How Plastic Pollution is a death sentence and why we should Rethink the Strategy.
If you stroll into your kitchen today, pretty much everything, in some way or another, is made of plastic.
Your favorite cup and even the package keeping those blueberries fresh, the plastic bags you stuff into a drawer. But despite plastic's ubiquity, we fail to understand where it originates.
Indeed, when it comes to plastic our efforts seem to be much more focused on ends of life circle more than before we use it.

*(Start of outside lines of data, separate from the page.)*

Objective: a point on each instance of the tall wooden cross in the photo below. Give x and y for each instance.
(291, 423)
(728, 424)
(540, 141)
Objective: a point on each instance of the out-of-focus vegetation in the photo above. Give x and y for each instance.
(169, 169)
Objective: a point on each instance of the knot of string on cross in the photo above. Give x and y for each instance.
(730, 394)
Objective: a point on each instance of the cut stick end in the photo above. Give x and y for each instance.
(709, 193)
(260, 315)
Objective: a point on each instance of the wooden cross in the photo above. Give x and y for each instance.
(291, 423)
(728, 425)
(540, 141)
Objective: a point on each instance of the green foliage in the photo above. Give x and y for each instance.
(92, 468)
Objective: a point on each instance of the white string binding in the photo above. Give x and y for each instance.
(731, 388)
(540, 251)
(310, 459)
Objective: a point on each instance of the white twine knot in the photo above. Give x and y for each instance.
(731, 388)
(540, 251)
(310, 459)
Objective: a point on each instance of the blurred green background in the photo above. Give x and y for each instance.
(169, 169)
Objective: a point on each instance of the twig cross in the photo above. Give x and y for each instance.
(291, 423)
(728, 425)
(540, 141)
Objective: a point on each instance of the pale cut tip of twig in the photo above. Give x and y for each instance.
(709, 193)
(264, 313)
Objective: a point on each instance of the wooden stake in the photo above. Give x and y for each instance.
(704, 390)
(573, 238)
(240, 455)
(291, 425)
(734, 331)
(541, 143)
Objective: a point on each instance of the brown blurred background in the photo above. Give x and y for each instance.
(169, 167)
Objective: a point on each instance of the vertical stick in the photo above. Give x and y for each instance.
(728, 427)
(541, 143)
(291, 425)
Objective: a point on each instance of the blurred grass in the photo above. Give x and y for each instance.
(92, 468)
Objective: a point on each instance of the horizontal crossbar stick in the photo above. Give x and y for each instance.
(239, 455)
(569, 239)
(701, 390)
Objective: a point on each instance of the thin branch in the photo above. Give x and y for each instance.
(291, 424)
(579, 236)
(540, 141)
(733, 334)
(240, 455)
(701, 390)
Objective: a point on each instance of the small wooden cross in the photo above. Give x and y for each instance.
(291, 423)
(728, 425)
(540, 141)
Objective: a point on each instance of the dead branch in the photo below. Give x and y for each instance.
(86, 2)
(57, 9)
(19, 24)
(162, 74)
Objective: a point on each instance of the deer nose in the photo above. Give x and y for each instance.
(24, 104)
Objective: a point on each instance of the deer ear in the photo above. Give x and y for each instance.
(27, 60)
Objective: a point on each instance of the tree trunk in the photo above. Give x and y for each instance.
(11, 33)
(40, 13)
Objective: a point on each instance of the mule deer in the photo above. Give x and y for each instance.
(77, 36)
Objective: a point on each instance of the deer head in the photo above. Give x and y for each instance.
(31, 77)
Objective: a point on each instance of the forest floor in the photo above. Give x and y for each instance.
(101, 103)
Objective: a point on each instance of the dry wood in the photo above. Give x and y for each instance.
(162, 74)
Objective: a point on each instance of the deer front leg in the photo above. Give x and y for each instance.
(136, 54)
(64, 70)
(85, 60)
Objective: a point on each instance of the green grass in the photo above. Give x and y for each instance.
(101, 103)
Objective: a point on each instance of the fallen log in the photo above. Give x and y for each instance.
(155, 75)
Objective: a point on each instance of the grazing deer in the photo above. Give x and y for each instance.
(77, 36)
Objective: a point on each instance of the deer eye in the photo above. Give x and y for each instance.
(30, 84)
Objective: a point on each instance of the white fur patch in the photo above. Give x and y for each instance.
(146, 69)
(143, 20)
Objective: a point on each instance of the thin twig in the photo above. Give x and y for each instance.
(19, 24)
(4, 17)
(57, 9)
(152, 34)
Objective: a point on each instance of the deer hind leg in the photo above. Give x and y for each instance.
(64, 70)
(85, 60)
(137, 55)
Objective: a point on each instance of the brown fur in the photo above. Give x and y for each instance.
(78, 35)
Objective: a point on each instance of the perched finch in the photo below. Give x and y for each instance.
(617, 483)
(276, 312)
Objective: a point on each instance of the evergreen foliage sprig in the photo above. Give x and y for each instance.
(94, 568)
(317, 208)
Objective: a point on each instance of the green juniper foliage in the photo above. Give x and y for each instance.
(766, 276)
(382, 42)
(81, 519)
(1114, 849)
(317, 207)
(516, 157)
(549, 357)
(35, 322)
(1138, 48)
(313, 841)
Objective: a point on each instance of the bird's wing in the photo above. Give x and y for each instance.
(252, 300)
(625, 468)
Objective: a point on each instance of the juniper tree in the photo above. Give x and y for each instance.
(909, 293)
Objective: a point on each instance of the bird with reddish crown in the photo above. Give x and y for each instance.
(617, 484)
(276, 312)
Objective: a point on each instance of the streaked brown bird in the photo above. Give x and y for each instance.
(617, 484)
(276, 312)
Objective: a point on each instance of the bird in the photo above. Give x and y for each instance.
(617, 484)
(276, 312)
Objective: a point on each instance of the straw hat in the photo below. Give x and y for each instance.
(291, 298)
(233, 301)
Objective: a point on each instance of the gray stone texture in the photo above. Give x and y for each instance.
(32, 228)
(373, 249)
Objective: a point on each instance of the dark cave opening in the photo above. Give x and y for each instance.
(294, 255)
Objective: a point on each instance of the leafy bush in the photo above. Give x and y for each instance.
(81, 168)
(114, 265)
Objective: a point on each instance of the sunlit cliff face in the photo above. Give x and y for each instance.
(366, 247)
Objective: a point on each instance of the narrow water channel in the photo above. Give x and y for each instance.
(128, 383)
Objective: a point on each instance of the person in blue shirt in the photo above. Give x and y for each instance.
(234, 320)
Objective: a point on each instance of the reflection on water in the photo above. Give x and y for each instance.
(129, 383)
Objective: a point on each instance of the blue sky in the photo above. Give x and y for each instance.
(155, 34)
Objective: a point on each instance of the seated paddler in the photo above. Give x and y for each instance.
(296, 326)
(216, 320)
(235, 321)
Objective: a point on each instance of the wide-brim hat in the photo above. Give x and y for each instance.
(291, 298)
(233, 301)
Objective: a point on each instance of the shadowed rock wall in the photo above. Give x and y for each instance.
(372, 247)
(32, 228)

To put things into perspective, it all starts in an oil refinery or a fracking site. Plastics are basically just fossil fuels in solid form. It is estimated that 99 percent of plastics are made from chemicals rooted in fossil fuels.
The plastic creation process begins with crude oil, coal, or natural gas, which is then refined and distilled or "cracked" into usable chemical compounds such as Ethylene or Benzene. Of course there are certain plastics that are the product of recycled goods.
The key thing here is that the plastic that we use so heavily is really the same as the petroleum we put in our cars or the natural gas we use to heat our homes. Which is one of the reasons why the fossil fuel industry loves plastics.
It is estimated that in 2020, 23 million to 34 million tonnes of plastic waste will enter the world’s lakes, rivers and oceans. That is roughly the weight of 21,000 rail locomotives.
Back in the year 2015, the world agreed that eight million tonnes of plastic waste contaminating the ocean alone was unacceptable.
Several international platforms appeared to address the crisis, including the UN Sustainable Development Goals, Our Ocean, and the G7 Ocean Plastic Charter, among others.
All these commitments sound too ambitious, but will they meaningfully solve and reduce plastic pollution?
A new research published in Science shows that even if governments around the world adhere to their global commitments to address plastic pollution, and all others join in these efforts, in 2030 we will still emit between 20 million and 53 million tonnes of plastic waste into the world’s aquatic ecosystems.
If you analyze this carefully, you will notice the global commitments do not match the scale of the problem, which brings as to why we need to rethink our strategy.
Some of these plastic pollution practices are fuelled by bad policies that give companies access to the raw materials used to make plastics today.
For example, oil and ethane gas, often without approval, and that directly endanger the environment. Thousands of toxic chemicals used in plastics production are unregulated. Some of these toxic are a health risk.
I want to say that getting out of this plastic mess will need policies that dissuade the unabated extraction of resources and ensure companies are responsible for the life cycle of their plastic products.
Above all, the real solution is to stop producing too much plastic.